Tirilazad for aneurysmal subarachnoid haemorrhage.

BACKGROUND: Delayed cerebral ischaemia is a significant contributor to poor outcome (death or disability) in patients with aneurysmal subarachnoid haemorrhage (SAH). Tirilazad is considered to have neuroprotective properties in animal models of acute cerebral ischaemia.
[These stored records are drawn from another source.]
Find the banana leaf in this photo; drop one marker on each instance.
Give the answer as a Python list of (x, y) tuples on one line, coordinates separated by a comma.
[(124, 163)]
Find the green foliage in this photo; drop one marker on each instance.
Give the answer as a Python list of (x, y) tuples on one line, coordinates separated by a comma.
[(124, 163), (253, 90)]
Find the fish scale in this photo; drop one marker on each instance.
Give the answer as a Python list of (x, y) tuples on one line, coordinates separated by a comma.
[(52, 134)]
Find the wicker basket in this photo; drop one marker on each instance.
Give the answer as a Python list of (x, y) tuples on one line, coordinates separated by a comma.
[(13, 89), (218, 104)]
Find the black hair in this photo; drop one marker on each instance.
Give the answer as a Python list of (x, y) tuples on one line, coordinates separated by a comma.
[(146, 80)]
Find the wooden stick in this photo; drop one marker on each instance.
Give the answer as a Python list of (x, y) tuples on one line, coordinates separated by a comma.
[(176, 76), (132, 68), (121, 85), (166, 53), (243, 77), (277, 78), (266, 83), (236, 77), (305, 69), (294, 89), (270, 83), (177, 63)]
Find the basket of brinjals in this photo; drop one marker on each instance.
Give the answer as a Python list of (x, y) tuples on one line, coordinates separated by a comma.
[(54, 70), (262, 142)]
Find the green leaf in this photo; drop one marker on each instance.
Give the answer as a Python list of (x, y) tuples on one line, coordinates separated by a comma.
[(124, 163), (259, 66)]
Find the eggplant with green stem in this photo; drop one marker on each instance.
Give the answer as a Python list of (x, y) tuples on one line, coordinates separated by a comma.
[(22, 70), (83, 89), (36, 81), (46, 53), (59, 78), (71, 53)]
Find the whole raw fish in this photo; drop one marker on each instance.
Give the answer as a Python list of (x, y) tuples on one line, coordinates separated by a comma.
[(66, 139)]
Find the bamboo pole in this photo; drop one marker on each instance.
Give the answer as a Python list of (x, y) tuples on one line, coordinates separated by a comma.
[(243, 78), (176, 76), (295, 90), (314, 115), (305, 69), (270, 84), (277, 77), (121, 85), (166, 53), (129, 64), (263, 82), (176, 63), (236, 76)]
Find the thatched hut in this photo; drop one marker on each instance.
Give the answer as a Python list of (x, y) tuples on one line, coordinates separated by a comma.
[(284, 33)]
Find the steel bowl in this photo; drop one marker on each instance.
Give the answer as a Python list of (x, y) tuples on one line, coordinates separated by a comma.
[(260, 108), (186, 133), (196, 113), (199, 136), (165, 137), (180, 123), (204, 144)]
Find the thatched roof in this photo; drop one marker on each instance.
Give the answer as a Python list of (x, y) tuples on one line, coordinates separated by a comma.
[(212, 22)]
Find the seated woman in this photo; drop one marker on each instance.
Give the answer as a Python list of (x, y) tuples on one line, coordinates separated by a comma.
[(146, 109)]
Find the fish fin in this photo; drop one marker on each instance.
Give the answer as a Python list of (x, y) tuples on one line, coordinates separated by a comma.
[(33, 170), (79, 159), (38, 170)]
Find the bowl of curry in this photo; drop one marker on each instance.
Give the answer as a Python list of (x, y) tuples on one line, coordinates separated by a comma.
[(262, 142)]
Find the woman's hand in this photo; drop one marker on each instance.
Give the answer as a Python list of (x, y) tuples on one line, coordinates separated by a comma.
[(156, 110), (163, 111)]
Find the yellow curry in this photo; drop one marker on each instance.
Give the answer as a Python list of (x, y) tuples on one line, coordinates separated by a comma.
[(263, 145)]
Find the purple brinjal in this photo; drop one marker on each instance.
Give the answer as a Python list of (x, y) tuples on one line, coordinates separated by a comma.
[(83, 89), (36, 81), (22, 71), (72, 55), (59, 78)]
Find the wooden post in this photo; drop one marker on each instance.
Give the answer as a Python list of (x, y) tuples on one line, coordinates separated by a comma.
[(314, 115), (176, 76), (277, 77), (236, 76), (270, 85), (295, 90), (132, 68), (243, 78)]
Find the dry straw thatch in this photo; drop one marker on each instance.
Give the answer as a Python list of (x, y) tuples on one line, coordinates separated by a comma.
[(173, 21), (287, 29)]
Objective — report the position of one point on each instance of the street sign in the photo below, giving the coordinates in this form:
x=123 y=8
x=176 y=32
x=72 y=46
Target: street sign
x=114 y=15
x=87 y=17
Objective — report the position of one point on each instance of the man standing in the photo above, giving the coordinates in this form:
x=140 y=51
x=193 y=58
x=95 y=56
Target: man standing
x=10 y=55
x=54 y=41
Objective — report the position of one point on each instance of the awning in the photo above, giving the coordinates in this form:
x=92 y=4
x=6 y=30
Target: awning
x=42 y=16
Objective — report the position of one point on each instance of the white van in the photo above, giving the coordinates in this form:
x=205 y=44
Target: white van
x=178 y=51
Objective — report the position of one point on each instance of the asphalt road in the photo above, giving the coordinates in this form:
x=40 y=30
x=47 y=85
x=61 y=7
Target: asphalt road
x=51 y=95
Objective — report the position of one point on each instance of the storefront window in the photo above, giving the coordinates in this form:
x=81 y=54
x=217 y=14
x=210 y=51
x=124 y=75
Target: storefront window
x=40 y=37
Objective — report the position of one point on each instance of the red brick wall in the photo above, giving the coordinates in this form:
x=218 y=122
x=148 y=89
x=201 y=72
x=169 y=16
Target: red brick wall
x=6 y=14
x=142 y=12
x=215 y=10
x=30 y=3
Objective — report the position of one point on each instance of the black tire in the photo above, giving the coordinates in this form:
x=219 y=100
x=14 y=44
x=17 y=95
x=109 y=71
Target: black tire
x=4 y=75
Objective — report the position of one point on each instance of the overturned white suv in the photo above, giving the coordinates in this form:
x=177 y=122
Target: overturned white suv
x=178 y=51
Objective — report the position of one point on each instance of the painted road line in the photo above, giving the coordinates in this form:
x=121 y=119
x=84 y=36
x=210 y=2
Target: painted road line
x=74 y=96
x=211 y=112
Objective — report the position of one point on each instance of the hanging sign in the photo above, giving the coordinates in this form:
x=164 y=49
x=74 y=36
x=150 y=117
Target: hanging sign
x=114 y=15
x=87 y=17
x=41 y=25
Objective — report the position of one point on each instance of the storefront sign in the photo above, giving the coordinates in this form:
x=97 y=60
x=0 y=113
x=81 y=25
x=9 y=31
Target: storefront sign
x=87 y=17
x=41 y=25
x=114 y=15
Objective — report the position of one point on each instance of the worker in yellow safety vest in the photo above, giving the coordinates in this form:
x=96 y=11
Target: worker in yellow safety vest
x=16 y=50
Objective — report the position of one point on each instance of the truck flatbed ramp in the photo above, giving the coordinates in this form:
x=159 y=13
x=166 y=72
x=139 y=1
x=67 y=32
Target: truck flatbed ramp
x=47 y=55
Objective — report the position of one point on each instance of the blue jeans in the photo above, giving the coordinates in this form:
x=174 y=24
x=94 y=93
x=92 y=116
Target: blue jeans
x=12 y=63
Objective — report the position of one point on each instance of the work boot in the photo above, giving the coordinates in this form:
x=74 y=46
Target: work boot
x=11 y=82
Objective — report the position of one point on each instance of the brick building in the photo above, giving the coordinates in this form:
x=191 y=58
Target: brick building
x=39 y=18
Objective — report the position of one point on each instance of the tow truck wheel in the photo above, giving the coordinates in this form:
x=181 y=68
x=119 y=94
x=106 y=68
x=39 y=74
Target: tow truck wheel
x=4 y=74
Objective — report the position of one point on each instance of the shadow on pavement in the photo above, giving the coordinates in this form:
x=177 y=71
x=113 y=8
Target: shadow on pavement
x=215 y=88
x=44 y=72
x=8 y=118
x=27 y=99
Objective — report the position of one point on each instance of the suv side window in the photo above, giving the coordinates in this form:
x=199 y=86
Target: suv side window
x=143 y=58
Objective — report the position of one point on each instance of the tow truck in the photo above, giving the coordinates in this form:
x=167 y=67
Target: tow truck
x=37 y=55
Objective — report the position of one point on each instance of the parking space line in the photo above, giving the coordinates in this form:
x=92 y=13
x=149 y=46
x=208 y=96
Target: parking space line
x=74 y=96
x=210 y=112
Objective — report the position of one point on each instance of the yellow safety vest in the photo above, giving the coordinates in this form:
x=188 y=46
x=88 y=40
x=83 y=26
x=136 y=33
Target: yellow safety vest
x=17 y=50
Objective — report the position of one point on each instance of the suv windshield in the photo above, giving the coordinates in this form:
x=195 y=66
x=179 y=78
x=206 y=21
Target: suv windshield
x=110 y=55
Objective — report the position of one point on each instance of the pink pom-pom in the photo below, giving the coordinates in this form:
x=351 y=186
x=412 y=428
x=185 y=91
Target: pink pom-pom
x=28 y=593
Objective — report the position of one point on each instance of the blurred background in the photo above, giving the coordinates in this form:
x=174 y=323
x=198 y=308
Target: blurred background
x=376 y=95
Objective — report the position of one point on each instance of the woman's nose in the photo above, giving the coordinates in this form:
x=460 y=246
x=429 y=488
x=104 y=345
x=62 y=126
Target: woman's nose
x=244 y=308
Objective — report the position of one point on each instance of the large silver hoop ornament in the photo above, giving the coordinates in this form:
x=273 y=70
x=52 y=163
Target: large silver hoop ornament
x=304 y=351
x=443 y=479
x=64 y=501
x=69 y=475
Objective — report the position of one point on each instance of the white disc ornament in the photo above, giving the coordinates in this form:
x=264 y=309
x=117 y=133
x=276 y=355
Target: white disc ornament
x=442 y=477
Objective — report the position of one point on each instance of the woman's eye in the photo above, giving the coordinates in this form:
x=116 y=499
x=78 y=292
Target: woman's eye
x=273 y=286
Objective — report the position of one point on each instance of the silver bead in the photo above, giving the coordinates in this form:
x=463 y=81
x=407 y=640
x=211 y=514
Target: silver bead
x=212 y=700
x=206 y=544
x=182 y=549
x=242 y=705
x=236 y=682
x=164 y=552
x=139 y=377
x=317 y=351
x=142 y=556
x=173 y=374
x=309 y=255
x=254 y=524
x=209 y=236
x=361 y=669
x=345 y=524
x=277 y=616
OBJECTIVES: To assess the efficacy and safety of tirilazad in patients with aneurysmal SAH. SEARCH STRATEGY: We searched the Cochrane Stroke Group Trials Register (last searched October 2009); the Cochrane Central Register of Controlled Trials (CENTRAL) (The Cochrane Library Issue 2, 2009); MEDLINE (1966 to October 2009); EMBASE (1980 to October 2009); and the Stroke Trials Directory, the National Center for Complementary and Alternative Medicine, and the National Institute of Health Clinical Trials Database (searched October 2009). We handsearched 10 Chinese journals, searched the reference lists of relevant publications, and contacted the manufacturers of tirilazad. SELECTION CRITERIA: Randomised trials of tirilazad started within four days of SAH onset, compared with placebo or open control in patients with aneurysmal SAH documented by angiography and computerised tomography (CT) scan or cerebrospinal fluid examination, or both. DATA COLLECTION AND ANALYSIS: We extracted data relating to case fatality, poor outcome (death, vegetative state, or severe disability), delayed cerebral ischaemia (or symptomatic vasospasm), cerebral infarction and adverse events of treatments. We pooled the data using the Peto fixed-effect method for dichotomous data. MAIN
RESULTS: We included five double-blind, placebo-controlled trials involving 3821 patients; there was no significant heterogeneity. Oral or intravenous nimodipine was used routinely as a background treatment in both groups in all trials. There was no significant difference between the two groups at the end of follow up for the primary outcome, death (odds ratio (OR) 0.89, 95% confidence interval (CI) 0.74 to 1.06), or in poor outcome (death, vegetative state or severe disability) (OR 1.04, 95% CI 0.90 to 1.21). During the treatment period, fewer patients developed delayed cerebral ischaemia in the tirilazad group than in the control group (OR 0.80, 95% CI 0.69 to 0.93). Subgroup analyses did not demonstrate any significant difference in effects of tirilazad on clinical outcomes. Leukocytosis and prolongation of Q-T interval occurred significantly more frequently in the treatment group in only one trial evaluating tirilazad at high dose. There was no significant difference in infusion site disorders or other laboratory parameters between the two groups. AUTHORS'
CONCLUSIONS: There is no evidence that tirilazad, in addition to nimodipine, reduces mortality or improves poor outcome in patients with aneurysmal SAH.